Your job is to take positions based on how you think others will interpret the available information. The goal is to side with the winners, in other words the biggest group, because often they decide what direction the price will take (of course some people are more important than others, because they have more money, but we'll get back to that later on). If everybody is buying Euros and selling dollars, the price of the EUR/USD will go up, and vice versa. There is no room for criticism because the market is always right, even when it shouldn't have. So never be that person that screams at his computer because the market should have done this or that, because the market does what it does and that's the end of it. If your position gets closed on you it's nobodies 'fault', except maybe your own.



Fundamental analysis & Technical analysis

In general there are two major 'schools' when it comes to trying to predict the movements of the markets: that of fundamental analysis and of technical analysis.

Fundamental analysis
This is both the study of the global economy and the interpretation of important events in economies, politics and the international arena. It's not only about the news, but also about the underlying values of a currency. How healthy is the currency's economy? What is it's level of competitiveness compared to the economies of other countries? What is the unemployment rate, the GDP (Gross Domestic Product) growth? What kind of economy is it? Service orientated, manufacturing orientated, and/or does it have a lot of commodities, etc.

The point is you can use fundamental analysis both for the (very) long term -thus looking at how a currency should do compared to another, as well as for the (very) short term, following important economic news about a currency's economy. A lot of short term traders actually trade on the economic news that's coming out daily. You can read more about that trading strategy in our forums.

Later on we'll go deeper into the art of fundamental analysis, talking about a number of important economic events and how to interpret them.

Technical analysis
This is nowadays viewed as the most prominent of the two methods, although everybody also agrees that successful traders generally mix the two in determining their strategy.

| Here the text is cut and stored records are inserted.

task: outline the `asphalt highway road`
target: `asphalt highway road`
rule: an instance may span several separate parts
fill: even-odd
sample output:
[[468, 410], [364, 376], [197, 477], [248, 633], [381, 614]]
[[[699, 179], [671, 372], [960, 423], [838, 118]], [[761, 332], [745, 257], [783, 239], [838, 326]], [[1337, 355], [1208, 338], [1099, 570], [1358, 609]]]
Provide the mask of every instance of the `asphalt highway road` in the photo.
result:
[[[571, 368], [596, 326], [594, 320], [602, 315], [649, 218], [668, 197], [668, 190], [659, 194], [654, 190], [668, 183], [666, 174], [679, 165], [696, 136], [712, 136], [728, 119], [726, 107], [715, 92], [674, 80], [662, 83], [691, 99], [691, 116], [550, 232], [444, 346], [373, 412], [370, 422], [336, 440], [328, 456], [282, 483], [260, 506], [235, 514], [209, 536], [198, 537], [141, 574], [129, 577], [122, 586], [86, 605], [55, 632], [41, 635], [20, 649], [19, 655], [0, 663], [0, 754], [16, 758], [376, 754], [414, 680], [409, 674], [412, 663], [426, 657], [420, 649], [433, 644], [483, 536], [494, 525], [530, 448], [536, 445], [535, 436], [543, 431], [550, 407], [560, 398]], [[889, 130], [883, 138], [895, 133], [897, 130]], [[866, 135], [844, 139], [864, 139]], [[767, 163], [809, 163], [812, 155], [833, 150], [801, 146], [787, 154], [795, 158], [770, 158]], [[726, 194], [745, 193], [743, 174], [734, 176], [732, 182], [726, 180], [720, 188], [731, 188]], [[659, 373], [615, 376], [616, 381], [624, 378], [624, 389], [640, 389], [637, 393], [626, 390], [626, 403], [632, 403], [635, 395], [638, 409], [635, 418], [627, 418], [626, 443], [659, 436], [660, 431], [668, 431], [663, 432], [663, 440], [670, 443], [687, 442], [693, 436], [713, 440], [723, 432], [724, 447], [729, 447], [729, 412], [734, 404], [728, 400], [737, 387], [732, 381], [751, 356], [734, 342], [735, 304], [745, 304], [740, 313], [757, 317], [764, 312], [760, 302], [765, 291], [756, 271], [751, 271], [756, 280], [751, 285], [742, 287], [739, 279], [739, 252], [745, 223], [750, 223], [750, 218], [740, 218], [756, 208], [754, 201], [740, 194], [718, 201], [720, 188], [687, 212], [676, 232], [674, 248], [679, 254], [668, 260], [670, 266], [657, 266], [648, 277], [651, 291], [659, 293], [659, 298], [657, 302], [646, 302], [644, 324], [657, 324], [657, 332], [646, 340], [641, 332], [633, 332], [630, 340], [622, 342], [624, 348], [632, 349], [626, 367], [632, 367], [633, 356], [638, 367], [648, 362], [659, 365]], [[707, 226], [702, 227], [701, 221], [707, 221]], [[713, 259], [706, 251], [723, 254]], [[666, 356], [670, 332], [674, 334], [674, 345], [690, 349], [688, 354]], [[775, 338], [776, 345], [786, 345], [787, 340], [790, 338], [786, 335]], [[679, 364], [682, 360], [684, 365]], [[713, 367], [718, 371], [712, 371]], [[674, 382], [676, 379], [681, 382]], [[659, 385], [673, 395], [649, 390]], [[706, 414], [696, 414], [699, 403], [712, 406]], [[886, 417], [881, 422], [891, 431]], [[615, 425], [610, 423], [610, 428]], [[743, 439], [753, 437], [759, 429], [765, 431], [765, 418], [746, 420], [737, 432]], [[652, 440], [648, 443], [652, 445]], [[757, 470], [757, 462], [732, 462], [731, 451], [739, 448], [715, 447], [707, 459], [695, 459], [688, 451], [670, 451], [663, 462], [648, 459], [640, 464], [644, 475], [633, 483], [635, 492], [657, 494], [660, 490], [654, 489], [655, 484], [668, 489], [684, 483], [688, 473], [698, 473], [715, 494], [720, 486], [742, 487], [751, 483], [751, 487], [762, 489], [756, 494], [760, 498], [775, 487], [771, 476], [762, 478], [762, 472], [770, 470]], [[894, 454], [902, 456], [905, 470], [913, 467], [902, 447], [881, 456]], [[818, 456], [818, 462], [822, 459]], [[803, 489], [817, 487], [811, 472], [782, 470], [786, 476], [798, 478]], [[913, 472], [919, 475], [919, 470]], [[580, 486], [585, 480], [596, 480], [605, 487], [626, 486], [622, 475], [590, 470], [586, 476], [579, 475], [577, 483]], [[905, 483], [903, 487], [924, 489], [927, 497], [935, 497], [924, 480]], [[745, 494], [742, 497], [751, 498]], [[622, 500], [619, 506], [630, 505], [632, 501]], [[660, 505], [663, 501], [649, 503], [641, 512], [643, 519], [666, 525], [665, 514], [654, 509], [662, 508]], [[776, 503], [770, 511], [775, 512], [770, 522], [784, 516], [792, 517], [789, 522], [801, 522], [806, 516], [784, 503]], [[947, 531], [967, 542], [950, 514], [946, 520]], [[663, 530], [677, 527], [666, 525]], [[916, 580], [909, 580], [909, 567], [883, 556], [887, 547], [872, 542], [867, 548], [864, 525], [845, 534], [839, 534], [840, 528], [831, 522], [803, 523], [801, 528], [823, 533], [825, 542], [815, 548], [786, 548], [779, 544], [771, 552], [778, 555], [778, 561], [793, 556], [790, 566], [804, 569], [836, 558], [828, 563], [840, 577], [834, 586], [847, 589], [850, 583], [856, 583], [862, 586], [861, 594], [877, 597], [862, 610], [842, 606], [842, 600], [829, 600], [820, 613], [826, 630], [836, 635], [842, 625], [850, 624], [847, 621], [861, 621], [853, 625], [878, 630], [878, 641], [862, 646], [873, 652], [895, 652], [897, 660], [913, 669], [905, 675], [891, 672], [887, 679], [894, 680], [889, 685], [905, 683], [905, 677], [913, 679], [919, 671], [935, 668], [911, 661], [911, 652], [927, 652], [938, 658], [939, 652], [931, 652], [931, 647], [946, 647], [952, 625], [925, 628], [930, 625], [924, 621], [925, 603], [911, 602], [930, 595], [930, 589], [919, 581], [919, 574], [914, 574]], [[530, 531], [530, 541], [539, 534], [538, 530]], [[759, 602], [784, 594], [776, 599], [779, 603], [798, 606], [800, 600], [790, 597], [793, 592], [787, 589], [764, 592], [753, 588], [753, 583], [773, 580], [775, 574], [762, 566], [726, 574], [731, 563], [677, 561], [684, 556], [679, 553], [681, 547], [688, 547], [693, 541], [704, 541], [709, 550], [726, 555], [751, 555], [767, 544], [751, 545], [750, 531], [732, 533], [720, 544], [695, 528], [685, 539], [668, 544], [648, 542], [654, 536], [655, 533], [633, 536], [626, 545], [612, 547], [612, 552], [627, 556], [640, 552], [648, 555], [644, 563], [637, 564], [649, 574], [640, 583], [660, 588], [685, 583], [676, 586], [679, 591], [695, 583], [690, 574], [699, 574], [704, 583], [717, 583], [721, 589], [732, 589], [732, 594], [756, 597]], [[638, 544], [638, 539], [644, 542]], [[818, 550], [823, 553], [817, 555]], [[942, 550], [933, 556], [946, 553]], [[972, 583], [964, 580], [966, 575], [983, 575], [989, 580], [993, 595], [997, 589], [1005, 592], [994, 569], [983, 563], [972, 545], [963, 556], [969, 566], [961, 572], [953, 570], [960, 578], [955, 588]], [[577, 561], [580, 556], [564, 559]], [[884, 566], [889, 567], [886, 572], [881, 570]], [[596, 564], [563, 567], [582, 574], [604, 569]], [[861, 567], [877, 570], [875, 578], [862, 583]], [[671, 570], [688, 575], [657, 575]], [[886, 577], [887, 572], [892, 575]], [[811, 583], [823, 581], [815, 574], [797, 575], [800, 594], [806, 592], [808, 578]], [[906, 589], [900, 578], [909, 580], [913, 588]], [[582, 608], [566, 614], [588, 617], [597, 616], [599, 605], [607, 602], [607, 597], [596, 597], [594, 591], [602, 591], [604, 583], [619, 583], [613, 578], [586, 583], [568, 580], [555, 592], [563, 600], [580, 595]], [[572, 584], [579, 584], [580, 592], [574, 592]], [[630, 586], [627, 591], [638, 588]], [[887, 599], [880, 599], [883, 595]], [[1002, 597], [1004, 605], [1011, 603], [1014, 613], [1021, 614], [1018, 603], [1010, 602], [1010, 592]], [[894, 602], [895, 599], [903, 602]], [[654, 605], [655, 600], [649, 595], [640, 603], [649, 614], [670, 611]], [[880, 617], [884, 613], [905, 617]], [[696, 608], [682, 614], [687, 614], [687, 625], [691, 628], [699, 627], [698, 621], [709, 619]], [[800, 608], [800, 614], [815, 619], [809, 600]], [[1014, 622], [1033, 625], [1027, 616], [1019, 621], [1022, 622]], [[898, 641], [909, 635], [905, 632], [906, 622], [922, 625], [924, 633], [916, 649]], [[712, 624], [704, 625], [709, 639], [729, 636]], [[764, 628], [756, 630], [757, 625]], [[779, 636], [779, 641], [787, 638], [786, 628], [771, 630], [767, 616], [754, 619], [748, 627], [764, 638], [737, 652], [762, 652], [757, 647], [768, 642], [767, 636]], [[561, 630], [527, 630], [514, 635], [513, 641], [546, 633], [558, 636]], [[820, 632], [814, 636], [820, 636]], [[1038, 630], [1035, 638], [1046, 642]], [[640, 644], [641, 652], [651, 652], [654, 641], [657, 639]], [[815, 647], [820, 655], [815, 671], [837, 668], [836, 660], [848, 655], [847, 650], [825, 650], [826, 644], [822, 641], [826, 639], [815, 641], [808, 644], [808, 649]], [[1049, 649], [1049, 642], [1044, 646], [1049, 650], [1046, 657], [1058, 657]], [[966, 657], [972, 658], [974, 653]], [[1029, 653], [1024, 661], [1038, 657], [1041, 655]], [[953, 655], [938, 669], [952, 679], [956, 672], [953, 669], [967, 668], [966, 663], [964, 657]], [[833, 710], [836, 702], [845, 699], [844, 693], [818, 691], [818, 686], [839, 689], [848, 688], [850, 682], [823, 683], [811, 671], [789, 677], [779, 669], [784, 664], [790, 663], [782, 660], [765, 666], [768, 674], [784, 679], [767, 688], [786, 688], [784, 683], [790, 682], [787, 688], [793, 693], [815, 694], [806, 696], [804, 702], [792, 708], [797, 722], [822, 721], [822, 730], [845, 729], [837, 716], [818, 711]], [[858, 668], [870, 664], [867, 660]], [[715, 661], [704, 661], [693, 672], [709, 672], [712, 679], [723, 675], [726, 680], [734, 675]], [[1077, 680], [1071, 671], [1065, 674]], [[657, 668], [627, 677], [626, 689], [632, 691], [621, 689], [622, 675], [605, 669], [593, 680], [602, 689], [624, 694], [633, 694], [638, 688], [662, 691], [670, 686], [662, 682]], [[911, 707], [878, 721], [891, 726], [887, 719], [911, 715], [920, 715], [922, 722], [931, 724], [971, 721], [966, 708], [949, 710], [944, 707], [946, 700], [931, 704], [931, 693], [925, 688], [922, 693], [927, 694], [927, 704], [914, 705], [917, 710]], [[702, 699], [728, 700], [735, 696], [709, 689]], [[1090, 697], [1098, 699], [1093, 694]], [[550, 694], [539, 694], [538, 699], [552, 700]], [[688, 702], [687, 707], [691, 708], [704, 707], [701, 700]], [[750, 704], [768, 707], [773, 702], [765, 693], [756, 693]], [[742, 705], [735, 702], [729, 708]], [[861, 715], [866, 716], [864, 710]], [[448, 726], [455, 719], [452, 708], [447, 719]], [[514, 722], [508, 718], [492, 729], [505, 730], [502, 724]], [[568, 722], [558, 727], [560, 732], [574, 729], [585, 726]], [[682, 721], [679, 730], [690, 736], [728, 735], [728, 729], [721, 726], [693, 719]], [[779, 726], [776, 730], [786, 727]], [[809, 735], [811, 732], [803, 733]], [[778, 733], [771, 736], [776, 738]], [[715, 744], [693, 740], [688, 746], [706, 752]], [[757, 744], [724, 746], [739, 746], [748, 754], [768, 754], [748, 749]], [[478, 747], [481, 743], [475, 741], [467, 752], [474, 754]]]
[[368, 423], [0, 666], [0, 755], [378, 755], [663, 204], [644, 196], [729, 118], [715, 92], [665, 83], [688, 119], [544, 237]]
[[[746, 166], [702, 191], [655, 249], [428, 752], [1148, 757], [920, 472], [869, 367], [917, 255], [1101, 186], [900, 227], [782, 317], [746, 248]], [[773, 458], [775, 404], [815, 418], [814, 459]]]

Technical analysis doesn't concern itself with actual events, it just looks at the history of the prices, searching for clues as to what those prices might do next.

Factors like Open, High, Low, Close of a particular price are readily available in the open market that forex is, and they can be very easily charted.
The magic word is 'Trend'. What is the trend? Where are we going? What is the pattern? Is it a reversal pattern with double top, is there a double bottom, a head-and-shoulders top perhaps? Or maybe a continuation pattern with a flag, or a symmetrical triangle? This is not the place to go deeper into these magical terms (the aim of this article is to get to know, not to marry and have babies), but suffice it to say that it's important to have some knowledge of what technical analysis is all about. This is not just because it might help you pick your own trades, but it also gives you information about when other traders might step in or out.

Technical analysis seems very difficult and esoteric at first, but a lot of it actually is fairly logical and easy to grasp. The story of one trader is that before he opened a position he always printed out a chart with the prices over a past period of time of the stock he was considering. He then put that print out up on the wall and stepped back. If he could see a rising pattern on the chart from the other end of the room, he'd buy it. Yes, that too is technical analysis. :)



TIP: Don't get in bed exclusively with either school. Check both the actual events as well as candlestick charts and some technical indicators (that we will talk about later on), so you get the best from both worlds.